Видимо, от него не укрылось мое изумление, потому что он замолчал и, чуть усмехнувшись, взглянул на меня. Но тут постучали в дверь. Он ответил что-то по-арабски, и в комнате снова появилась Малика с очередным подносом, на котором стояли кофейник, две чашки и тарелка с фисташковой пахлавой и марокканскими бриуатами. А также бутылка тунисской водки и две рюмки.


Прежде чем продолжить, Редигер налил нам кофе. Он был горький, очень крепкий и подействовал на меня благотворно – в голове тут же прояснилось.

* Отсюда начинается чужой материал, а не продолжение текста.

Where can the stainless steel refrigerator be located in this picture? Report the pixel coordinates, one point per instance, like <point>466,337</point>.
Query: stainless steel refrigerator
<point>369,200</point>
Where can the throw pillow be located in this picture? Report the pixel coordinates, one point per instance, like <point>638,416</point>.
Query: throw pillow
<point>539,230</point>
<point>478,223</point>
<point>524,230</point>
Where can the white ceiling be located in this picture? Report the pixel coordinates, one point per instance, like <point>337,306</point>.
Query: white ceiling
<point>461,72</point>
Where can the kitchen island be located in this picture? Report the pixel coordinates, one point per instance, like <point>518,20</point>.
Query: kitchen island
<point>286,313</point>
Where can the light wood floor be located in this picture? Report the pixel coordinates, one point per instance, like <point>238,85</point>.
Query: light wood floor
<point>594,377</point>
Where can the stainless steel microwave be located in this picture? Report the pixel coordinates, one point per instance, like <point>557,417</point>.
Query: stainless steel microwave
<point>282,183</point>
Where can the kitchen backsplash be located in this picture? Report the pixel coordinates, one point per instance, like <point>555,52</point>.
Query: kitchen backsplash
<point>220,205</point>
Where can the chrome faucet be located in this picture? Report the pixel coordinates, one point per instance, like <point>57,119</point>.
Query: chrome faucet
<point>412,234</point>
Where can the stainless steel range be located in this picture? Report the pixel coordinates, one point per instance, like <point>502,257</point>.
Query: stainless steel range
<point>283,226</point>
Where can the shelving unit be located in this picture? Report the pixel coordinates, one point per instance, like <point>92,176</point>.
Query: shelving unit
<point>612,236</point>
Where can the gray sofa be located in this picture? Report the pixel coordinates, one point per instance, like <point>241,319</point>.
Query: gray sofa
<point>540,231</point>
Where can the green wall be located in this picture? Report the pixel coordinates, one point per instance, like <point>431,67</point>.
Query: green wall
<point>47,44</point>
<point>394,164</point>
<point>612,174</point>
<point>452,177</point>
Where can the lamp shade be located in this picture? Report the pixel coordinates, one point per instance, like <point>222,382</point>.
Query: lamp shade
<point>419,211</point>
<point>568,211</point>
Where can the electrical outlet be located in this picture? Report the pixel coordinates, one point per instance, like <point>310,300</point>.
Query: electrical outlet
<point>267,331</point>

– Я никогда не скрывал своей юношеской позиции, – начал он. – И мои новые друзья-мусульмане даже не думают ставить мне ее в вину; они вообще считают, что, отвергая атеистический гуманизм, я в поисках пути имел все основания обратиться, прежде всего, к религии своих предков. Кстати, мы не были ни расистами, ни фашистами – ну, если уж совсем честно, некоторые идентитаристы от этого недалеки; но я сам – ни в коем случае, ни за что. Всякого рода фашизм всегда представлялся мне призрачной, кошмарной и безнадежной попыткой вдохнуть жизнь в мертвые нации; не будь христианства, европейские народы превратились бы в лишенное души тело – то есть в зомби. Но может ли христианство возродиться, вот в чем вопрос. Я верил в это, верил в течение нескольких лет, но мои сомнения росли, на меня все большее влияние оказывала философия Тойнби, его идея, что цивилизации гибнут не от руки убийцы, а сами убивают себя. Потом все перевернулось, за один день, а именно тридцатого марта 2013 года; как сейчас помню, это был пасхальный уикенд. В то время я жил в Брюсселе и иногда заходил выпить в бар отеля “Метрополь”. Мне всегда нравился стиль ар-нуво: в Праге и в Вене сохранилось много потрясающих мест, в Париже и Лондоне тоже попадаются интересные здания, но лично мне, справедливо это или нет, вершиной стиля ар-нуво всегда казался брюссельский “Метрополь”, и в частности его бар. Утром тридцатого марта, случайно проходя мимо, я увидел объявление, что бар “Метрополя” закрывается навсегда в тот же вечер. Меня это потрясло; я обратился к официантам. Они подтвердили, что это так; почему, они точно не знали. Подумать только, до сих пор можно было запросто заказать сэндвич и пиво, венский шоколад и пирожные с кремом, сидя в настоящем храме декоративного искусства, жить изо дня в день в окружении такой красоты, и вот теперь все это разом исчезнет, в самом сердце европейской столицы!.. И тут я понял: Европа уже совершила самоубийство. Вас, верного читателя Гюисманса, конечно, раздражает, как и меня, его неисправимый пессимизм и постоянные проклятия, которыми он клеймит посредственность своего времени. Притом что он жил в эпоху, когда европейские народы, достигнув вершин, стояли во главе гигантских колониальных империй и были владыками мира, в блистательную эпоху техники и искусств; подумайте только – железные дороги, электрическое освещение, телефон, фонограф, металлические конструкции Эйфеля, а уж в искусстве всех имен и не перечислишь, будь то писатели, художники или музыканты.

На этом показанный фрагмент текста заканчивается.